Tozer’s ministry of writing came to the forefront after he was hired as editor of his denominational magazine, The Alliance Weekly. His editorials were so pungent that people of all denominations subscribed to the magazine just to read his columns.

Tozer also went on wrote nine books. One is entitled The Pursuit of God. It was written under unusual circumstances. Tozer was invited to preach in Texas. He boarded the Pullman at Chicago’s old LaSalle Street Station and had a very small compartment—a roomette—containing a bed and a small writing table. As the train lugged out of the station, Tozer sat at his table with his Bible open before him and began to write. About 9 p.m., the porter offered to bring him some food. Tozer ordered toast and tea and kept writing. He wrote all night long, the words coming to him in torrents. By the time the train pulled into McAllen, Texas, he had a rough draft of The Pursuit of God.

Tozer stayed at Southside Tabernacle in Chicago for 31 years. When it appeared his church needed to relocate he resigned to let someone else take over the work. He ended up in Toronto, where he became the preaching pastor of a church for the remaining five years of his life.

It was while he was in Toronto that he finished his greatest book (in my opinion), a book on the attributes of God entitled The Knowledge of the Holy.
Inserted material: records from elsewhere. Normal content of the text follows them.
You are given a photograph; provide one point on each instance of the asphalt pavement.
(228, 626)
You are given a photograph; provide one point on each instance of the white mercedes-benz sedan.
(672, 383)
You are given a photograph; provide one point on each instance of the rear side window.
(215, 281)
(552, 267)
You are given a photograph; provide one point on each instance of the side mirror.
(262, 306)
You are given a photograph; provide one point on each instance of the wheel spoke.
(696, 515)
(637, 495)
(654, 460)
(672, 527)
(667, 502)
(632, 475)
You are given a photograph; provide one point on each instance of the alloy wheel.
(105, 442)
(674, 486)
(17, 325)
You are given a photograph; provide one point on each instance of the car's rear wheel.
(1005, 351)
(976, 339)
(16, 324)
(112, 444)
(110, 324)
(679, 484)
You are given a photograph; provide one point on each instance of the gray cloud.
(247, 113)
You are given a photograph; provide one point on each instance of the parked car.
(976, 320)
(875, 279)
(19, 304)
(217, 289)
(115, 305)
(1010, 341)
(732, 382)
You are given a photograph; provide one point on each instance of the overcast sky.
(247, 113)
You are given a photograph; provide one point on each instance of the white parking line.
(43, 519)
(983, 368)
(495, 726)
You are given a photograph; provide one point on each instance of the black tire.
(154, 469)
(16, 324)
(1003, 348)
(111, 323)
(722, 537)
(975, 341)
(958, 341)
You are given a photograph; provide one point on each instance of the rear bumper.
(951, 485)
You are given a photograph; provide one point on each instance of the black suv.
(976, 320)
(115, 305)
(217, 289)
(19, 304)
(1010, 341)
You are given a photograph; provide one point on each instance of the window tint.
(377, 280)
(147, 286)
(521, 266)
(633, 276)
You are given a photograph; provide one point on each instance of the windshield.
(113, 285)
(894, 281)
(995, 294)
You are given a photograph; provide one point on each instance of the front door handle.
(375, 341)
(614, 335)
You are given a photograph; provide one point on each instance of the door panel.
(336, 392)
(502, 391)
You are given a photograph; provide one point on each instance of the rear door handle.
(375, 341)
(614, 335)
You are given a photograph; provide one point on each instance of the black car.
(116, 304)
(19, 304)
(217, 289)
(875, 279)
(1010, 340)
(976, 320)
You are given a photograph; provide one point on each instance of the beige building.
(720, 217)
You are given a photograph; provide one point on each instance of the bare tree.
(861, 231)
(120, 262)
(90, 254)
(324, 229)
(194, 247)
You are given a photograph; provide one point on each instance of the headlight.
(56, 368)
He began the book saying:

What comes into our minds when we think about God is the most important thing about us. The history of mankind will probably show that no people has ever risen above its religion, and man’s spiritual history will positively demonstrate that no religion has ever been greater than its idea of God…. We tend by a secret law of the soul to move toward our mental image of God.

It is my opinion that the Christian conception of God current in these middle years of the twentieth century is so decadent as to be utterly beneath the dignity of the Most High God and actually to constitute for professed believers something amounting to moral calamity.
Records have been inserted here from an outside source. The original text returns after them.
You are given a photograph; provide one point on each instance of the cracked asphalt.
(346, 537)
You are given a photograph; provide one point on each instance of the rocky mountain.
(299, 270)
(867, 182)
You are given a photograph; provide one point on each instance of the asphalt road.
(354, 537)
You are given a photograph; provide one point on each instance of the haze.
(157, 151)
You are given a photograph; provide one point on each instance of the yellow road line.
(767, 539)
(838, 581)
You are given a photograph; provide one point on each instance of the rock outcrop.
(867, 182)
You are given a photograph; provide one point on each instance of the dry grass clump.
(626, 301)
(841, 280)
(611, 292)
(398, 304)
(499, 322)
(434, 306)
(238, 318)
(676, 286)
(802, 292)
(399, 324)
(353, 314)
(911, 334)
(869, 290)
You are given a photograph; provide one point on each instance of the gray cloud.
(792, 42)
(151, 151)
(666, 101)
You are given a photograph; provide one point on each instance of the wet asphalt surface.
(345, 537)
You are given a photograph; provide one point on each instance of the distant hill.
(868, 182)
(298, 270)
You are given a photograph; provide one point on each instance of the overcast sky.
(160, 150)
In 1963, Tozer suffered chest pains, entered the hospital, and passed away there at the age of 66. I have a theory that if we could have walked in Tozer’s study following his death, we would have found five book on this desk — the same five books we need on our own tables.
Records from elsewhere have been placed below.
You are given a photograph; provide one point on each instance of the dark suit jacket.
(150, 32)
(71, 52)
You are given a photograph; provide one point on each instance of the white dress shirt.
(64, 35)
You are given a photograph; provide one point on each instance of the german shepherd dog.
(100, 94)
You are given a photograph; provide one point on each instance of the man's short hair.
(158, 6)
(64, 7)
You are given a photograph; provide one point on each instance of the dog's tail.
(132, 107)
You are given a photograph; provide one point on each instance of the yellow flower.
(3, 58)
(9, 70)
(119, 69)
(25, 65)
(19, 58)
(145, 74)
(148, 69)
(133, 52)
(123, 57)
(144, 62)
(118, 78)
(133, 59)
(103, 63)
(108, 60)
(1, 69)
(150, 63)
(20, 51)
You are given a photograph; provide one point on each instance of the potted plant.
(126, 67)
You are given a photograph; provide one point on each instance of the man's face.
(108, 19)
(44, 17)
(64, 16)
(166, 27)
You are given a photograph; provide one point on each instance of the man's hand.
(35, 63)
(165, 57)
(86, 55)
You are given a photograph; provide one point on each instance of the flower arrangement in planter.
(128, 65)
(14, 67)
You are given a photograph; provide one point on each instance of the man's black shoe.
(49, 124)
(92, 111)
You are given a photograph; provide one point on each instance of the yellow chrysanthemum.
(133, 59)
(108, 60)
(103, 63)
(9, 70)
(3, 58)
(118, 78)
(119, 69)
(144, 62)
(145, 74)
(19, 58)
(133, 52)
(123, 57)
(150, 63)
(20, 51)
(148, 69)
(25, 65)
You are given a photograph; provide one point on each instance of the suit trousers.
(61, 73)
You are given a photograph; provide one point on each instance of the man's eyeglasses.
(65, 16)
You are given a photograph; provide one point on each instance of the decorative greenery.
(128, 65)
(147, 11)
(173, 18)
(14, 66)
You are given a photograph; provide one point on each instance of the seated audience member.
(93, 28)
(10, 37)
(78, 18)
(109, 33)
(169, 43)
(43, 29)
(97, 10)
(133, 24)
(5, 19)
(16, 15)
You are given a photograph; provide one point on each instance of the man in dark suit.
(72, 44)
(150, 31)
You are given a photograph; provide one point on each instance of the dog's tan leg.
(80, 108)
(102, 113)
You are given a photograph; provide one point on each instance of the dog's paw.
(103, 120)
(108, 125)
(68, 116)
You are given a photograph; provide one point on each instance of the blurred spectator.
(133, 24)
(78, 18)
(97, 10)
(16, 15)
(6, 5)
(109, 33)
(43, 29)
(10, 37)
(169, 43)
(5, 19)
  1. A Bible. When he was converted at age 17, he was living in a crowded house with no privacy, but he found a small, unused space in the basement behind the furnace. He claimed the spot, cleaned it, made it comfortable, and there spent hours in prayer and Bible study. He felt that the Christian’s work flowed from his/her worship. Without time alone with God in His Word, our work is worthless.
  2. A Prayer Book. Tozer was known for his intense prayer life. His purpose in praying was primarily to pursue the presence of God. He said, “Prayer at its holiest moment is the entering into God to a place of such blessed union as makes miracles seem tame and remarkable answers to prayer appear something very far short of wonderful by comparison.”
  3. A Hymn Book. The last book assembled by A.W. Tozer before his death was A Christian Book of Mystical Verse, a collection of his favorite hymns and poems.
  4. A Devotional Book. Every Christian needs to learn the secret of lectio divina, the art of sacred reading. Tozer so loved to read that he would sometimes buy a round-trip ticket on a train just to procure a few hours of privacy for study and prayer. “The cost is worth it,” he said, “And besides, I like riding the train!” Much of his inspiration came from reading the ancient Christian mystics, like Fénelon. It’s good to have a small collection of devotional books, reading them slowly, a page at a time, prayerfully and thoughtfully. A good place to start would be with one of Tozer’s books.
  5. A Date Book. Tozer would have subscribed to Eugene Peterson’s advice that our appointment calendars are the way to get unbusy. We get to our calendars before anyone else does and make appointments with ourselves for our time with the Lord, with our families, and with our books.

Psalm 46 says: “Be still and know that I am God.” If we don’t learn how to be still, and can’t learn to know God as we should and as we must.